本当に小林啓一監督か?と疑いたくなるほど、チープで物語の深みに欠ける作品だった。これまでの映画が凄すぎたため、相当期待していたんだけど...ザンネン。全体的な色味は相変わらずの小林節だけど、どうも脚本と音楽が受け入れられない。これまでとは絶対的に何かが違う!と思い、エンドロールを凝視してみると、納得。「ももいろそらを」「殺さない彼と死なない彼女」「恋は光」時には監督兼脚本だったのだが、本作は珍しく脚本を兼任しておらず、結果として小林監督らしさが薄れた作品に。新聞記者と聞いたから、「恋は光」のような文学的で知的な物語を想像していたんだけどなぁ。

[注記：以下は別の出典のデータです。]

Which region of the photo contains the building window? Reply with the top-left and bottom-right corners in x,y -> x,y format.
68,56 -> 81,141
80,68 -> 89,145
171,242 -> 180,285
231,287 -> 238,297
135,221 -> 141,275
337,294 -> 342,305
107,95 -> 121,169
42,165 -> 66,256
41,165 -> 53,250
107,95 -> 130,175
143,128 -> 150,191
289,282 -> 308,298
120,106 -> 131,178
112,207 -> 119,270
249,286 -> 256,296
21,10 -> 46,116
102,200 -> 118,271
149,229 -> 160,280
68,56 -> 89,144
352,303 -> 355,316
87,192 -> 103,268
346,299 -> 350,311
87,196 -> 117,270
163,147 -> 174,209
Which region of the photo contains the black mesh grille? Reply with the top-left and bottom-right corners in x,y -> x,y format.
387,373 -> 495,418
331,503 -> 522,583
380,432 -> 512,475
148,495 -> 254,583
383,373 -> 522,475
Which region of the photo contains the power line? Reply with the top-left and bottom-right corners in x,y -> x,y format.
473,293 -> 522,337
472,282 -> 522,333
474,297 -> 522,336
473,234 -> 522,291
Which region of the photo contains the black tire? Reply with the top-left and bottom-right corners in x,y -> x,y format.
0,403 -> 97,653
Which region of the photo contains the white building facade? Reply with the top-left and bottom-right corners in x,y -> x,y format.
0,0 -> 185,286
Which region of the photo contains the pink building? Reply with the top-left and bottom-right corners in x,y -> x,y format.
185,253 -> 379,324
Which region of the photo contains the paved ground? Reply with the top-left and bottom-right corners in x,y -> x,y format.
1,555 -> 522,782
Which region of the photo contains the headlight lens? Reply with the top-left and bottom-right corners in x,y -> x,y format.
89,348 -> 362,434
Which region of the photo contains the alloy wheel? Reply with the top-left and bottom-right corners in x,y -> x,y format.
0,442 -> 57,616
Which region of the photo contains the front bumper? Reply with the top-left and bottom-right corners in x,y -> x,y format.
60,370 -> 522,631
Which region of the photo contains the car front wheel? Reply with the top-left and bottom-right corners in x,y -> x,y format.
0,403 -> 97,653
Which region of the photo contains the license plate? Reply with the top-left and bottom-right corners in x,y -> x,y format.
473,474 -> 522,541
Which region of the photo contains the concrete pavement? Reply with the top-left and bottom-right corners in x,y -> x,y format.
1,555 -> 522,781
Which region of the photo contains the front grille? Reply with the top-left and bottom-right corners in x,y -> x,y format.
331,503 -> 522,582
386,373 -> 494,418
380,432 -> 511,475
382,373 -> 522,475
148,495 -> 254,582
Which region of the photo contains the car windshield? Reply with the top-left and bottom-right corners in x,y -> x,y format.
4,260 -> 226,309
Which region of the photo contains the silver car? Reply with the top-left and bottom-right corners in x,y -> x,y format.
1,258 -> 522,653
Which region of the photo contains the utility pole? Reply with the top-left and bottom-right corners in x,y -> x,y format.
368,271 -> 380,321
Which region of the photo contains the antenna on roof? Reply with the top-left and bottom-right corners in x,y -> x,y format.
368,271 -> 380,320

音楽に至っては、「赤羽骨子のボディガード」以上に酷い。今どきフリーBGMでもここまでダサくない。しかも使いどころが悪すぎる。物語の肝となる会話をしているシーンやラストスパートなんかにも余計に付け足しちゃうから、緊張感なんぞあったもんじゃない。映画音楽は映画を盛り上げるためにあるはずなのに、これだと盛り下げるどころか、品質そのものを落としている。これだと役者たちの頑張りも台無しだよ...。

主人公の所結衣が主人公になりきれてないのも気になった。周りの個性が強すぎるってのもあるんだろうけど、個人的には杉原が主人公の方が断然面白いだろうなと思ってしまった。というか、髙石あかり、久間田琳加、中井友望に、高嶋政宏って脇を固める役者が強烈すぎる。これだと藤吉夏鈴が活躍する場面がないじゃないか。
コメディにも振り切れていなかったから、全てにおいて中途半端な感じになってしまったのかな。テーマも作風も良いのに。にしても、リンクマが「夜が明けたら、いちばんに君に会いにいく」とは真逆なキャラで最高だったなぁ。もっと映画出ていいと思うんだけど。

新聞部や文学部にも関わらず、言葉が下手。心に響くセリフが無いのも、結構致命的だよね。まあ短いし、テンポはいいし、クスッと笑えるところもあって嫌いな作品ではないんだけど、なんか色々と上手くいっていないなぁと思ってしまった。小林監督の次回作も別の人が脚本を担当しているか不安だけど...でも、次こそ!